The offering price of the shares was arbitrarily determined by the Board of Directors.

The offering price of the shares has been arbitrarily determined and is not based on expected return on investment or independent appraisal of the value of the Company.

This Offering has not undergone any regulatory review.

As noted above, the shares have not, and will not be, registered under the Securities Act or any applicable state securities laws. Therefore, no regulatory authority has reviewed or approved the terms of this offering, including the disclosure of risks and tax consequences, and the fairness of its terms. Prospective investors do not have the protections afforded by applicable federal and state securities laws governing registered offerings and they must judge the adequacy of disclosure and the fairness of the terms of this offering without the benefit of review by any regulatory authority.

The Directors’ and Officers’ liability is limited, and the Company will indemnify the Directors and Officers for certain acts.

The directors and officers of the Company are not liable to the Company or the stockholders for any acts performed or failures to act by them in good faith and in the reasonable belief that such act or omission is in or is not contrary to the best interests of the Company and, if applicable, is within the scope of authority granted to them. The directors, the officers, and their affiliates shall be indemnified by the Company to the fullest extent permitted by law. A successful claim for such indemnification could deplete the Company’s assets by the amount paid.

The stockholders may lose the limited liability protection currently offered by the Company.
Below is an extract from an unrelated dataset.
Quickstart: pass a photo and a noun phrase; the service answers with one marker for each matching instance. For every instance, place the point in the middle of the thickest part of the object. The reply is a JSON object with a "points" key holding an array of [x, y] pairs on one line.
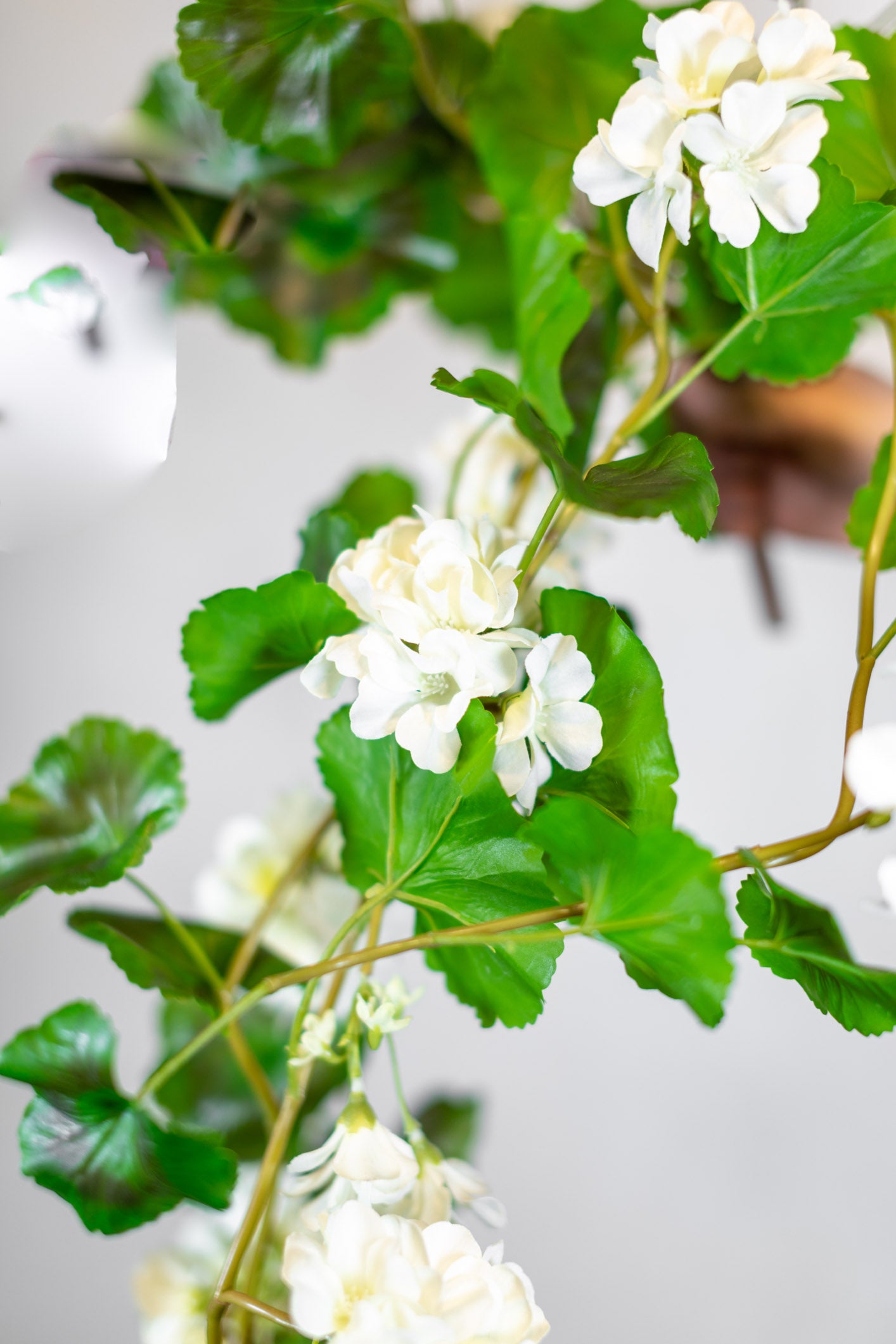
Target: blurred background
{"points": [[663, 1182]]}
One of the advantages of a corporation is the limitation of a stockholder’s liability for the obligations of the company to the value of that stockholder’s shares. In order to maintain the limited liability of the stockholders, the Company must comply with the requirements of the Delaware General Business Corporation Act. We will operate in such a manner as the directors and officers, in consultation with legal counsel, deem appropriate to preserve, to the extent possible, the limited liability of the stockholders. There is a risk, however, that we could act, or fail to act, in such a way as to jeopardize the limited liability of the stockholders.

Investor voting rights are proxy'd to the CEO.

​Unlike many offerings on Wefunder, in this offering investors are investing directly in the company (rather than through a "Special Purpose Vehicle") and voting rights are proxy'd to the CEO, rather than a Lead Investor. As such the investment may carry more risk.